At the same time, the indicators listed above should at least be examined as creating an opportunity (as yet, by no means a certainty) of exploiting the tensions between Damascus and Tehran; and should be done in a manner understood and perhaps complemented by Russian policy.

The far-reaching expectation that Iran can be pushed out altogether from Syria is not a realistic prospect at this stage. Nevertheless, two goals are possible and crucial:

  1. Ensuring that the limits outlined in the American-Russian-Jordanian agreement of 2017, which barred the presence of Iran and Iranian proxies in southern Syria, are strictly implemented.
  2. Establishment of firm Syrian restrictions on the transit of strategic goods through Syrian territory to Hizbullah in Lebanon. This use (and abuse) of Syrian territory is putting the regime on a collision course with Israel.

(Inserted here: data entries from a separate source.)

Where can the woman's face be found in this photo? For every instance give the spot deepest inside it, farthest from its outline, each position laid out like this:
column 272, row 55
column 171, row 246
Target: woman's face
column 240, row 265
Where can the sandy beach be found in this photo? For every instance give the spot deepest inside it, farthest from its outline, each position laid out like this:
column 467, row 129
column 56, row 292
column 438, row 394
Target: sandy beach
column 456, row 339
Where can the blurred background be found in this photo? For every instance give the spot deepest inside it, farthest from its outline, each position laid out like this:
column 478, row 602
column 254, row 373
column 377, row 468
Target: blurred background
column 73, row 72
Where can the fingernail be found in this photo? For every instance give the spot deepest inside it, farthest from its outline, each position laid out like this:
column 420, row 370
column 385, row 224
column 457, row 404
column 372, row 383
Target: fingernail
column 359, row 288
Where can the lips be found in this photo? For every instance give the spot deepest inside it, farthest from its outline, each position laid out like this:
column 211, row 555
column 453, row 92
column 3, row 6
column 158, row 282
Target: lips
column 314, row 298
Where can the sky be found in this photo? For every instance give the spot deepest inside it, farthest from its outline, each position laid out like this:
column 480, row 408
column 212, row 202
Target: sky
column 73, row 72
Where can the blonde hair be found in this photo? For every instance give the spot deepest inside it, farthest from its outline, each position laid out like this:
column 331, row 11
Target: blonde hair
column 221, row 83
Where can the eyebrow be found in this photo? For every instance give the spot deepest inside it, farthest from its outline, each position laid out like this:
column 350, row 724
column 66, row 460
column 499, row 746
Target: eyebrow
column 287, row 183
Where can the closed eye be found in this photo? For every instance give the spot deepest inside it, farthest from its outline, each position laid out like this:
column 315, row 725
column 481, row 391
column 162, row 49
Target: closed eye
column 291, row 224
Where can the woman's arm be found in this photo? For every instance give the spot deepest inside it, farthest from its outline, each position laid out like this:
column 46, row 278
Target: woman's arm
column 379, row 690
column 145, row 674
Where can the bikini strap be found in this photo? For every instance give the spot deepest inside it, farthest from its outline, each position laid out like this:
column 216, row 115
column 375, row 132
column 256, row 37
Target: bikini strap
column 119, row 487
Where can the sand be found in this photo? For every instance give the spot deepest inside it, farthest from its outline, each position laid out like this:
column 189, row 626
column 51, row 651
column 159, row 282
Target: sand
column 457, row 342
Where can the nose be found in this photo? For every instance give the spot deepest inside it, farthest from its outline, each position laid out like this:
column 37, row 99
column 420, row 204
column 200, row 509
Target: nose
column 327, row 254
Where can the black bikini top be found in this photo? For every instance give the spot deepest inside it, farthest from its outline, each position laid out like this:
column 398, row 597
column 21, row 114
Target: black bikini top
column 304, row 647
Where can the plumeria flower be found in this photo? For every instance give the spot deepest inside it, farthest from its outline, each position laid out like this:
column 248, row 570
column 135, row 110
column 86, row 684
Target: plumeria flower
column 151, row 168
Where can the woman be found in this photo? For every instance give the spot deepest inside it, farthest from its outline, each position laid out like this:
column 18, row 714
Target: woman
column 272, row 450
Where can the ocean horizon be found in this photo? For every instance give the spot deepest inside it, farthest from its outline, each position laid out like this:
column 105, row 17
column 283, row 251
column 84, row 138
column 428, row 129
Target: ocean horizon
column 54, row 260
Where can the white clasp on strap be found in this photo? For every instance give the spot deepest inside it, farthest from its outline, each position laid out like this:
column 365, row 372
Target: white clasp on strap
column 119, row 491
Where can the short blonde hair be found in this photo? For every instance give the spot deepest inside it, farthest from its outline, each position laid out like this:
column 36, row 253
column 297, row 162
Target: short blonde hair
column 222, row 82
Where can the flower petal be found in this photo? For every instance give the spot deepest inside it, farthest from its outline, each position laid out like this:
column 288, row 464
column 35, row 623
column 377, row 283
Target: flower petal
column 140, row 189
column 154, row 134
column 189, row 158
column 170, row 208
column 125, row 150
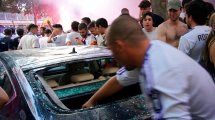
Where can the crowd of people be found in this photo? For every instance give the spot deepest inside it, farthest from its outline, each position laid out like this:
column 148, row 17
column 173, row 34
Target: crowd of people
column 173, row 60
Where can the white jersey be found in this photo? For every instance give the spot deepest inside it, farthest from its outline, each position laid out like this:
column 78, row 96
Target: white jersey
column 72, row 37
column 151, row 35
column 194, row 41
column 29, row 41
column 59, row 40
column 186, row 89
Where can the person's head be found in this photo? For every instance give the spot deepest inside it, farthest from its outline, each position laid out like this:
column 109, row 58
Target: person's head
column 92, row 28
column 196, row 13
column 74, row 26
column 32, row 28
column 185, row 2
column 124, row 39
column 210, row 10
column 7, row 32
column 82, row 29
column 42, row 30
column 58, row 29
column 174, row 8
column 47, row 32
column 20, row 32
column 86, row 20
column 145, row 6
column 101, row 25
column 13, row 30
column 212, row 22
column 148, row 21
column 125, row 11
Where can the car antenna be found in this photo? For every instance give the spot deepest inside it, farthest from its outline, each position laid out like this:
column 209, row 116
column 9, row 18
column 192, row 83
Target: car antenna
column 73, row 51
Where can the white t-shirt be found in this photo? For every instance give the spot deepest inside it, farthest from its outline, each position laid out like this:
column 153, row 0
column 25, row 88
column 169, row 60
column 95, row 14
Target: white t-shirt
column 186, row 89
column 72, row 37
column 29, row 41
column 151, row 35
column 194, row 41
column 44, row 44
column 59, row 40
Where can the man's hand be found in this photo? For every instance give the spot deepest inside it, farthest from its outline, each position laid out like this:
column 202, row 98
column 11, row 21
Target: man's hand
column 88, row 104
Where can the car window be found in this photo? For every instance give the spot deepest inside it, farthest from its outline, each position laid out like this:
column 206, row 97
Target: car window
column 5, row 81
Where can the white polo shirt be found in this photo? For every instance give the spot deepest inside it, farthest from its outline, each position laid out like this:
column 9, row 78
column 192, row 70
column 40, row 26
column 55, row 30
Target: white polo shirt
column 186, row 89
column 193, row 42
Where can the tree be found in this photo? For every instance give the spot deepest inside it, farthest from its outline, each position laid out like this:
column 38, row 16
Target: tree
column 35, row 7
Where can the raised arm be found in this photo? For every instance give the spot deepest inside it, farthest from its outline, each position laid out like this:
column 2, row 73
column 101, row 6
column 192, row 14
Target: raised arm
column 109, row 88
column 3, row 97
column 161, row 33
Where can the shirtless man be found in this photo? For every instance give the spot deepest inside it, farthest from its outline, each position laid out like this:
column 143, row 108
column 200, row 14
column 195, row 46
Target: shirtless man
column 171, row 30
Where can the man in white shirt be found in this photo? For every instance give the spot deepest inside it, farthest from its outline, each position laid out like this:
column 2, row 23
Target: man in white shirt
column 29, row 40
column 87, row 38
column 193, row 42
column 58, row 37
column 73, row 35
column 176, row 86
column 101, row 25
column 43, row 40
column 172, row 29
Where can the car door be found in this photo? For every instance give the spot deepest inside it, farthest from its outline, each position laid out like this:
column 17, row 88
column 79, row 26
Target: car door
column 11, row 108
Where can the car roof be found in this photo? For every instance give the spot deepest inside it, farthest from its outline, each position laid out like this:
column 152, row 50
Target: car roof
column 34, row 58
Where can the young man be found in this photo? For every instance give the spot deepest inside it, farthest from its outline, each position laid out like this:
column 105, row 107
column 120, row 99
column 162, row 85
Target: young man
column 171, row 30
column 145, row 6
column 6, row 43
column 20, row 33
column 176, row 85
column 87, row 38
column 194, row 41
column 73, row 35
column 58, row 37
column 29, row 40
column 101, row 25
column 43, row 40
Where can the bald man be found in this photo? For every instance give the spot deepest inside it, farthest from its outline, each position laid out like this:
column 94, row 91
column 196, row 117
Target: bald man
column 176, row 92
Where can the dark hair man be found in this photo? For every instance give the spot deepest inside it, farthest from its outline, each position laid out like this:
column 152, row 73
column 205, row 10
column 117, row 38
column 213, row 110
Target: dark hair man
column 176, row 92
column 20, row 33
column 172, row 29
column 29, row 40
column 193, row 42
column 73, row 35
column 86, row 20
column 101, row 25
column 145, row 6
column 6, row 42
column 58, row 37
column 87, row 38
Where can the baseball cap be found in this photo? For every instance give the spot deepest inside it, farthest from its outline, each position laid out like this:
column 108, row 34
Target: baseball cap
column 174, row 4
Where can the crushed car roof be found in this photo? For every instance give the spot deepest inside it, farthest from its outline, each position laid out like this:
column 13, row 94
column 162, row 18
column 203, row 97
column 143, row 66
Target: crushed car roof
column 33, row 58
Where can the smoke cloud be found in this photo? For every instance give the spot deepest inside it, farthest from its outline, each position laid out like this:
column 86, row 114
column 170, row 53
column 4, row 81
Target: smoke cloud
column 70, row 10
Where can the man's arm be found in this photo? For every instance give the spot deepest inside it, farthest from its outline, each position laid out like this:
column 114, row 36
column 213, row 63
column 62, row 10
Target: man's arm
column 3, row 97
column 161, row 33
column 212, row 53
column 109, row 88
column 184, row 45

As already indicated, Israel’s main role can and should be in discreetly urging key American players to make use, in a specific and purposeful way, of the present tools of pressure on Assad. Down the road, some “carrots” could be added, such as IMF loans for reconstruction and basic human needs. This must also involve a reconsideration of the present too passive and even supportive US responses to Turkish adventurism in the region, and specifically in Libya.

American sanctions are now in force, reflecting an understandable American response to horrifying revelations about repression, torture, and murder in Syrian jails. But if properly tied to realistic goals, the sanctions can be used as a lever to bring about specific changes in regime behavior; specifically, making it less obedient to Iran. The profitless pursuit of Assad’s overthrow could lead to the loss of an important opportunity.

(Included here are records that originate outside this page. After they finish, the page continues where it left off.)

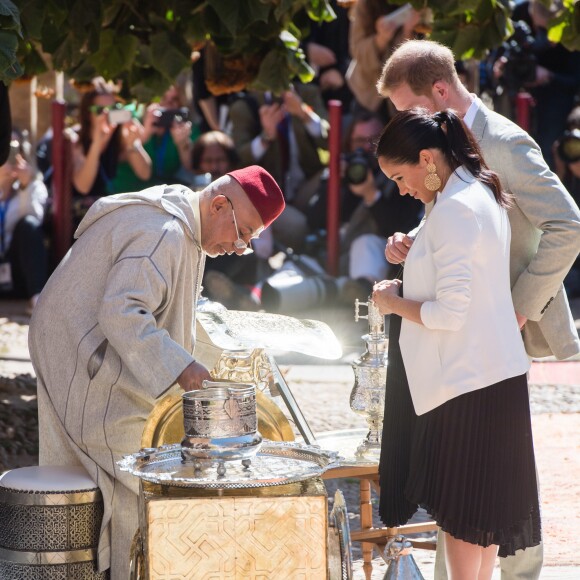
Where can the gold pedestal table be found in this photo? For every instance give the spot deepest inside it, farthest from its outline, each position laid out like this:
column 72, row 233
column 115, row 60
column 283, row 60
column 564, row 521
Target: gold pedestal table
column 268, row 520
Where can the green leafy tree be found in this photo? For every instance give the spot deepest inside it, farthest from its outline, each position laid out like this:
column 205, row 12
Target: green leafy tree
column 256, row 43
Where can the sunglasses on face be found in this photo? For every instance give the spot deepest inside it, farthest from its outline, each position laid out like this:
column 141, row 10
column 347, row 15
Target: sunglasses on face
column 239, row 244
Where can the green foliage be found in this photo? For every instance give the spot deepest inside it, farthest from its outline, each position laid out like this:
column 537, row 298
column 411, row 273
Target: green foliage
column 146, row 43
column 10, row 34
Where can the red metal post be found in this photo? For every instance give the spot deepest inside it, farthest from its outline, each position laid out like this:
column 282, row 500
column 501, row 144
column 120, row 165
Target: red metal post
column 61, row 185
column 333, row 191
column 524, row 104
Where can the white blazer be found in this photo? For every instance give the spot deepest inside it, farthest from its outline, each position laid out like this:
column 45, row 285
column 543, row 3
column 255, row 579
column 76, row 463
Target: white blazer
column 458, row 267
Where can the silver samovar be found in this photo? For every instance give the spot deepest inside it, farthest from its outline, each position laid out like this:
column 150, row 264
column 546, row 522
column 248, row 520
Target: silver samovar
column 220, row 424
column 370, row 375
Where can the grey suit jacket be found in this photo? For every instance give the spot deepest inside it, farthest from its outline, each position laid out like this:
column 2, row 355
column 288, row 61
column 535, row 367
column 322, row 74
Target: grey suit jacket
column 545, row 224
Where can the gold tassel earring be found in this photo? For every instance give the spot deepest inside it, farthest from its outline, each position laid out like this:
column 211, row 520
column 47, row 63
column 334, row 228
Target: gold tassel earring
column 432, row 180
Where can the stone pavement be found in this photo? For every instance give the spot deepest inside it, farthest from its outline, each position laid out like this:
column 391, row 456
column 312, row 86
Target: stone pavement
column 555, row 402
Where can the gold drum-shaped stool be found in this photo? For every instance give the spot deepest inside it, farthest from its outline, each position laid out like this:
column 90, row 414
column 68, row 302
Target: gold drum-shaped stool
column 50, row 521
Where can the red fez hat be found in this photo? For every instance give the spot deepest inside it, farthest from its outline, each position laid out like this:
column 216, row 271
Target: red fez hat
column 262, row 191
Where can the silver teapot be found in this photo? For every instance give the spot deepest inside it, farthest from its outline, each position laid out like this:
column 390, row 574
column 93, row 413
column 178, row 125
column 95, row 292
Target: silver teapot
column 221, row 424
column 370, row 371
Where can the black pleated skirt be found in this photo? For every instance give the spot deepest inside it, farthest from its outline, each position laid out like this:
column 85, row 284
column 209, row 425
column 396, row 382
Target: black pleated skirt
column 469, row 462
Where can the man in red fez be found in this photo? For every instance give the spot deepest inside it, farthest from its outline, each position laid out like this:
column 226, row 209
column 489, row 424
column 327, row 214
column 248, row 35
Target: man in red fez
column 112, row 330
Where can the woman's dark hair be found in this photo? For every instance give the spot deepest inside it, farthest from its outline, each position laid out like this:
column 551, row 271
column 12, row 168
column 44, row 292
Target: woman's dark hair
column 409, row 132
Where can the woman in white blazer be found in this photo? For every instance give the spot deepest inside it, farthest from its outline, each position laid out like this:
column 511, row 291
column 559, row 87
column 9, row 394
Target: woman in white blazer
column 461, row 443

From an Israeli perspective, it is also important to link the Syrian and Libyan cases. By mapping a common interest with Syria in Libya, the gap between Assad and the Iranians can be widened. Iran’s support for the GNA, openly expressed by Javad Zarif in Ankara (June 17), puts Tehran on this specific issue on the other side of the divide from Assad’s position. Since any direct involvement in Libya is out of the question, the most useful role Israel can play will be in focusing attention in Washington, among key administration officials and in Congress, on the full implications of the developments in Libya and the need to oppose Erdogan’s ambitions and Iran’s meddling.

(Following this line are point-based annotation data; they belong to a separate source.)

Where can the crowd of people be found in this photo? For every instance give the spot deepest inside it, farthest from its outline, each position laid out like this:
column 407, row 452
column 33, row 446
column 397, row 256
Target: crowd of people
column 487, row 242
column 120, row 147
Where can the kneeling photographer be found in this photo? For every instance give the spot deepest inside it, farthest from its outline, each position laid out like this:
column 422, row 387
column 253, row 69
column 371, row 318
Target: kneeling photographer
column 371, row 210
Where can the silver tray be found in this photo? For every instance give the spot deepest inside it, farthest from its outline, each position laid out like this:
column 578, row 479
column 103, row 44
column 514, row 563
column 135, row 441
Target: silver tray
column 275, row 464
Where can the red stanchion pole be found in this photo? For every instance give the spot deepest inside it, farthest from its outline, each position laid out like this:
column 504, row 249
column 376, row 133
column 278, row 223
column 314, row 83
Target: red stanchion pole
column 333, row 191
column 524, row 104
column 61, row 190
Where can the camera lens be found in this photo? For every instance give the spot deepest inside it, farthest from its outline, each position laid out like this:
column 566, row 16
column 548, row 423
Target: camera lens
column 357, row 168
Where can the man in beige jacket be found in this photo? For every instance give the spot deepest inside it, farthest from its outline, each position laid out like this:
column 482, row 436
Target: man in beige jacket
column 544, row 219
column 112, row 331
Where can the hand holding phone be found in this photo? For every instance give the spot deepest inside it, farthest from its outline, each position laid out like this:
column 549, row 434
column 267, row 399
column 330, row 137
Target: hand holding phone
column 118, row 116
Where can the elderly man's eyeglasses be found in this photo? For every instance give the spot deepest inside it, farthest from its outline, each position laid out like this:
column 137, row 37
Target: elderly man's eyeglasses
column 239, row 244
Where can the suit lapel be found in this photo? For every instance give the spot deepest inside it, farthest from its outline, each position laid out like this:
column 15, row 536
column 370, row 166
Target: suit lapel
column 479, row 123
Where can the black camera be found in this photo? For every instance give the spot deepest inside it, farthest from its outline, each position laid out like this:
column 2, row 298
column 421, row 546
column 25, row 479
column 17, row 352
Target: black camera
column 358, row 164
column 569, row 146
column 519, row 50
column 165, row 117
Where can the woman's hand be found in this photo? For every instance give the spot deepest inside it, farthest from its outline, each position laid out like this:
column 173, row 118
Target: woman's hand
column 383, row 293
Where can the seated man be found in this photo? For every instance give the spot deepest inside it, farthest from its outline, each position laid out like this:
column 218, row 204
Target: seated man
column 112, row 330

The goals should be realistic. Neither Syria nor Russia will break openly and fully with Iran, certainly not at this stage. Both Damascus and Moscow need to keep their channels to Tehran open. For Assad, there can be no repeat of Sadat’s dramatic divorce with the Soviets after 1973. However, with a well-designed mix of pressures and inducements, both he and Putin may be persuaded not to take unnecessarily active risks in support of Iranian ambitions to use Syria as a base of attack against Israel. Specifically, they can be persuaded to ensure that Syrian soil is not used for provocations aimed at the Golan, or at penetration into Jordan (along the lines of the tripartite U.S.-Russian-Jordanian MoU of 2017). Nor should Syrian territory be used to transfer of sensitive items to Hizbullah. However, Israeli-Russian dialogue on these issues must be preceded by US-Israel coordination; and perhaps followed by another US-Russian-Israeli tripartite discussion at the level of national security advisers.

This would require (through Congressional action) a more purposeful application of the current sanctions on Syria. For example, wavers could enable Russia to invest in Syrian sectors such as agriculture and pharmaceutics which lie outside the present system of sanctions.

Assad will not be brought down soon, nor will he sever his link with Iran altogether. Neither will Putin. But if the sanctions are used wisely and selectively  rather than as a blunt tool in a vain attempt to topple the regime, Assad and Putin may be willing to discreetly curtail Iran’s use of Syrian territory for purposes that do not serve Syrian and Russian interests. At this point in time, Assad and Putin have not yet been given sufficient incentives to distance themselves from Tehran.